Russia and the West face the same problems
Russia and the West are confronted with the same fundamental challenges: a relative decline of their geo-political position, global threats that require more international cooperation and internal pressures to withdraw from that.
Because the countries of the West, Russia and Japan were the first to industrialize, they reached a level of development that gave them an enormous advantage on other countries and provided them with the opportunity to extend their power over the rest of the world. This period is now coming to an end. The countries of the South are catching up and the relative position of the countries of the North is declining.
The USSR used to be one of the two global superpowers. The Russian Federation remains very important, but not necessarily more important than China, India or Brazil. Even the relative power of the United States is declining.

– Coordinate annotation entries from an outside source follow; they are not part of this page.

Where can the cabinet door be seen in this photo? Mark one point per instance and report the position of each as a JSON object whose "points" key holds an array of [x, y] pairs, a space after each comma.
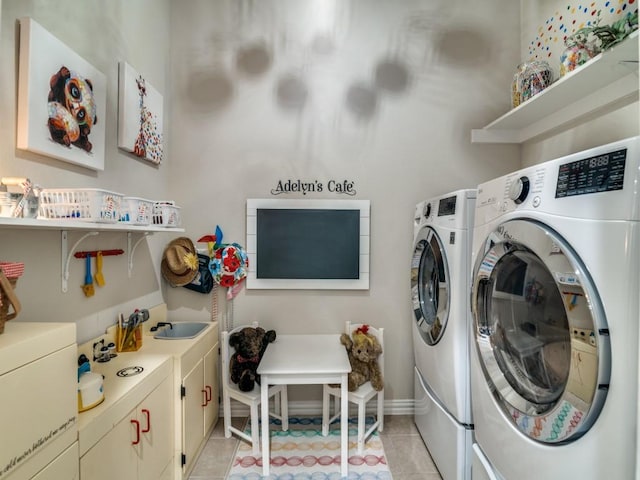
{"points": [[211, 387], [113, 456], [39, 412], [155, 414], [192, 412]]}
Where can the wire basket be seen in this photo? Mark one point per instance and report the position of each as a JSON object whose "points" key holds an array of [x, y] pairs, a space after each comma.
{"points": [[86, 204], [136, 211], [9, 274]]}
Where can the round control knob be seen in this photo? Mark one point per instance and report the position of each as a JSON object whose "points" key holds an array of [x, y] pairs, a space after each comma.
{"points": [[519, 190]]}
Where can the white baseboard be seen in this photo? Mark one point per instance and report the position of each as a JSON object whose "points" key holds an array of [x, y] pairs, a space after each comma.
{"points": [[391, 407]]}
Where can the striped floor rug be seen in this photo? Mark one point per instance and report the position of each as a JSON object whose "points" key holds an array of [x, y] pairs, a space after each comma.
{"points": [[302, 453]]}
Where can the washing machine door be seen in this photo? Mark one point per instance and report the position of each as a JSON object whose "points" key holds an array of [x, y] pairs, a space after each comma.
{"points": [[430, 285], [540, 332]]}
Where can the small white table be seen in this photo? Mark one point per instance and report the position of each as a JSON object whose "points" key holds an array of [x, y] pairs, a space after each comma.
{"points": [[300, 360]]}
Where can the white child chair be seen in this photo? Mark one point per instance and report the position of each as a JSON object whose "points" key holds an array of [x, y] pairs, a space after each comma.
{"points": [[252, 399], [360, 397]]}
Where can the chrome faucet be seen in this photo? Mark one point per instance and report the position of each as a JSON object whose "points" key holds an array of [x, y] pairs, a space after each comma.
{"points": [[161, 324]]}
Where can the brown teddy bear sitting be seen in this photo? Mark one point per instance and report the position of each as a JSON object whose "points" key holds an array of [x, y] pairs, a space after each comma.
{"points": [[363, 349], [250, 343]]}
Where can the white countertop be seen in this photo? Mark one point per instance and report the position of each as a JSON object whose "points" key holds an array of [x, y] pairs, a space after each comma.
{"points": [[122, 394]]}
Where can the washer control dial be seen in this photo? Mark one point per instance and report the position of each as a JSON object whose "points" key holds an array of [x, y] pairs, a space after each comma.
{"points": [[519, 189]]}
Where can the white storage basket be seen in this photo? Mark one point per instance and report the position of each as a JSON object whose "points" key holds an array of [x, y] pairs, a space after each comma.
{"points": [[136, 211], [166, 214], [86, 204]]}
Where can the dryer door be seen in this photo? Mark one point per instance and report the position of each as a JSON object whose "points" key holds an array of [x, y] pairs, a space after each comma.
{"points": [[430, 294], [540, 332]]}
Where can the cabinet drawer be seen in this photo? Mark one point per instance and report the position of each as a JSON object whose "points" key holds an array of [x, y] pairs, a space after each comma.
{"points": [[39, 408], [64, 467]]}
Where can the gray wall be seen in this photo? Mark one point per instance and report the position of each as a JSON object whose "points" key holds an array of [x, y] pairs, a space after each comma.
{"points": [[383, 94]]}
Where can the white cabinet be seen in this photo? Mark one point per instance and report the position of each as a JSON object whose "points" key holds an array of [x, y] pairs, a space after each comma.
{"points": [[607, 82], [65, 466], [200, 391], [140, 445], [38, 391]]}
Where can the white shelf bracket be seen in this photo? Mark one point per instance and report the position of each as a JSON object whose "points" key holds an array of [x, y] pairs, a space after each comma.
{"points": [[131, 250], [65, 256]]}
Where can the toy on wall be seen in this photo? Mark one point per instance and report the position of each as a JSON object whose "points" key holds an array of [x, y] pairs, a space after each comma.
{"points": [[363, 349], [250, 344], [228, 264]]}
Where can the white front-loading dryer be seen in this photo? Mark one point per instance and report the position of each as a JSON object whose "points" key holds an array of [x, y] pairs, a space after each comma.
{"points": [[440, 285], [555, 304]]}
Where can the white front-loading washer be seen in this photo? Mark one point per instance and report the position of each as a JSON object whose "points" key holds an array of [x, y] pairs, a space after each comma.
{"points": [[440, 285], [555, 305]]}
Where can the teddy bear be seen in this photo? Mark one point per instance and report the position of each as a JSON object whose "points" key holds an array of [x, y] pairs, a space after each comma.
{"points": [[72, 109], [363, 349], [250, 344]]}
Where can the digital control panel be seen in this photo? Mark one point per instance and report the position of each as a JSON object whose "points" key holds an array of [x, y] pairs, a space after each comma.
{"points": [[447, 206], [600, 173]]}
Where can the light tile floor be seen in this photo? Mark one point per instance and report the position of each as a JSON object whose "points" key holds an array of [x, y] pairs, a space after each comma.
{"points": [[406, 453]]}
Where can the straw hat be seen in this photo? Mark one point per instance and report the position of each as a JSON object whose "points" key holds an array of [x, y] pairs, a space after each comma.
{"points": [[179, 262]]}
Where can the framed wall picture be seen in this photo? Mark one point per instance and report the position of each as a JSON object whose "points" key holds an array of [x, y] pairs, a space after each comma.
{"points": [[61, 100], [139, 116]]}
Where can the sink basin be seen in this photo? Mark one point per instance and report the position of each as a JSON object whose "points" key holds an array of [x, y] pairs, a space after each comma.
{"points": [[181, 330]]}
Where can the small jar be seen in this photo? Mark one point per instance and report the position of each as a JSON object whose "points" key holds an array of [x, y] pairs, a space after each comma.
{"points": [[535, 77], [516, 94]]}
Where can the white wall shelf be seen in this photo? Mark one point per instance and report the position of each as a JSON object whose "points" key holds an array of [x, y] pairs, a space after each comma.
{"points": [[33, 223], [607, 82]]}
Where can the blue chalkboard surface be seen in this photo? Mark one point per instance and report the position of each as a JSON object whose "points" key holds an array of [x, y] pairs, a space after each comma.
{"points": [[308, 243]]}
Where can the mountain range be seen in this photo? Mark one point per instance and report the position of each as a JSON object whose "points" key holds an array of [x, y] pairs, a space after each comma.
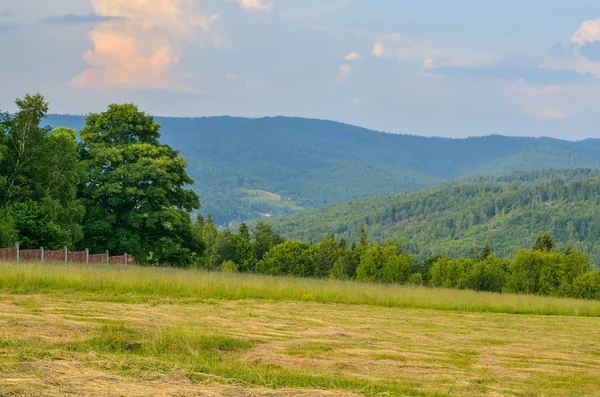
{"points": [[247, 169], [457, 218]]}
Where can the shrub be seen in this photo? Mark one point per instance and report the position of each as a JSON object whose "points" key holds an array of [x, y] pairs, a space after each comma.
{"points": [[416, 279], [229, 267], [586, 286]]}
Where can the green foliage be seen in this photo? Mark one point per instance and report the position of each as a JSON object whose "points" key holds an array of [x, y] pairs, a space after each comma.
{"points": [[263, 239], [35, 227], [546, 272], [457, 219], [346, 264], [8, 232], [396, 265], [325, 254], [313, 163], [136, 196], [544, 243], [39, 173], [229, 267], [291, 258], [371, 264], [416, 279], [587, 286]]}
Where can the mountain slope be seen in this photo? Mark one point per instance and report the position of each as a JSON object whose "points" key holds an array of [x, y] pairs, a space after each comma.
{"points": [[456, 218], [301, 164]]}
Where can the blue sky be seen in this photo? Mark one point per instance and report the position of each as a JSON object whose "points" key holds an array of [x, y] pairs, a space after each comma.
{"points": [[428, 67]]}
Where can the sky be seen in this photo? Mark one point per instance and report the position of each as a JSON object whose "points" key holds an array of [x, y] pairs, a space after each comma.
{"points": [[429, 67]]}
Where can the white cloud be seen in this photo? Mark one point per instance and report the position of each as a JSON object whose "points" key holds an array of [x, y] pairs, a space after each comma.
{"points": [[256, 5], [378, 50], [345, 71], [353, 56], [549, 112], [523, 89], [141, 49], [589, 32]]}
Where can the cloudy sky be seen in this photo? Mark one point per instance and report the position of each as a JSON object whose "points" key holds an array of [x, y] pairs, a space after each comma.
{"points": [[428, 67]]}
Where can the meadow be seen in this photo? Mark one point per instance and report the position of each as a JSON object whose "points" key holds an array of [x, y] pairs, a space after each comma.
{"points": [[101, 330]]}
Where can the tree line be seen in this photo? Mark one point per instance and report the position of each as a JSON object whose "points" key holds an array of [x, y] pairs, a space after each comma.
{"points": [[541, 270], [457, 218], [112, 187]]}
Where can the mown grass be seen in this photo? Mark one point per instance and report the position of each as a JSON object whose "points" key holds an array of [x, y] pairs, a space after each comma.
{"points": [[173, 283], [110, 282], [67, 342]]}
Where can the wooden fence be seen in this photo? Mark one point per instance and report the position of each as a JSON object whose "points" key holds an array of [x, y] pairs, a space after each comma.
{"points": [[15, 254]]}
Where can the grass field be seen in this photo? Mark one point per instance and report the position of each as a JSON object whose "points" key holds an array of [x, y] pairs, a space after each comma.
{"points": [[98, 330]]}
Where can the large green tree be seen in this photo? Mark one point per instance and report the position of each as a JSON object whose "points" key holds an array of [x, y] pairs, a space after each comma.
{"points": [[136, 195]]}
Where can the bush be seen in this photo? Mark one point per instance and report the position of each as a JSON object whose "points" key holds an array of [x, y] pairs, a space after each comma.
{"points": [[229, 267], [291, 258], [416, 279], [586, 286]]}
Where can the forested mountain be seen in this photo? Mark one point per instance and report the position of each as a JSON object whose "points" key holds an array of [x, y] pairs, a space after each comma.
{"points": [[457, 218], [246, 168]]}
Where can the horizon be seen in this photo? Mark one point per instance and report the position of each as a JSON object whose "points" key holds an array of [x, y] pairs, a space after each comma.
{"points": [[350, 125], [427, 69]]}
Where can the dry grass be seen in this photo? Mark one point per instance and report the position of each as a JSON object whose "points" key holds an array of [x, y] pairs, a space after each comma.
{"points": [[65, 344], [136, 284]]}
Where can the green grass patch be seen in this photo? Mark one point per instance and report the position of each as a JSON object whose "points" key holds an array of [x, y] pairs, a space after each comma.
{"points": [[139, 284]]}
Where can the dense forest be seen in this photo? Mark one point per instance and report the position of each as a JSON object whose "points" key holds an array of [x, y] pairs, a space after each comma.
{"points": [[114, 186], [456, 218], [541, 270], [246, 168]]}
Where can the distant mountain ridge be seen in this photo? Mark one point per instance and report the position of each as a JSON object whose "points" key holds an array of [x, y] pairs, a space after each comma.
{"points": [[456, 218], [246, 168]]}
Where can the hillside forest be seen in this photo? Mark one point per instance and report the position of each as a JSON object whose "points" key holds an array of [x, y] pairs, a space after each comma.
{"points": [[246, 168], [115, 186]]}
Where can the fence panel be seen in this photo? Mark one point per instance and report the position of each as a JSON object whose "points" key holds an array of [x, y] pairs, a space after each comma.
{"points": [[30, 255], [77, 257], [115, 260], [54, 256], [8, 254], [98, 258]]}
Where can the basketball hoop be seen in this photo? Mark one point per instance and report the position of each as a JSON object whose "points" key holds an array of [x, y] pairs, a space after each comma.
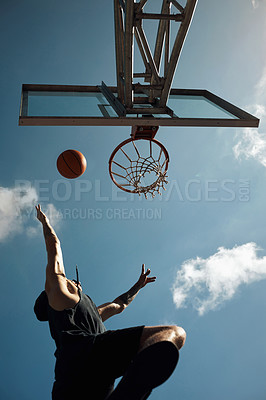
{"points": [[136, 173]]}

The relative position of the countries of Western Europe is in continuous decline. Take for example the Netherlands. Between 1945 and 1975 it lost more than 97% of its territory. In 1962 it was one of the founding members of the G10, the group of ten most important Western industrialized countries, but in 1999 it did not receive an invitation to become a member of the global group of twenty countries, the G20.
The war in Syria gives the impression that the world is still basically an anarchy. However, a comparison with the situation a century ago makes clear that it is an exception to the global trend in the direction of a rule-based global order. The wobbly international order that is slowly developing might to a large extent be an accidental result of globalisation rather than the consequence of a common vision of countries, but that makes it no less real. As technological and economical developments proceed, countries have no choice but to accept a growing acquis of rules, encompassing inter alia communication, international finance, trade, scientific standards, public health and environmental protection.
Possibly the toughest challenge for both most Western countries and Russia is to engage in intensive international cooperation to deal with global challenges, while an important part of their population wants to go in opposite direction. What the movements that seek refuge in isolation have in common is that they blame “foreigners” for everything that goes wrong and therefore want to have as little as possible to do with the outside world. Typical examples are the Dutch referendum against an association agreement with Ukraine, the Brexit referendum in the United Kingdom and the rise of Donald Trump in the United States.
Although blaming the outside world for everything that goes wrong is not a very fruitful long-term strategy, governments are tempted to sing to the tune of these groups, as they comprise a sizable part of the electorate. Both Russia and the West are tempted to seek refuge in antagonistic isolation instead of constructive engagement to adapt to a changing world order. However, in the longer run the only alternative for cooperation is self-mutilation.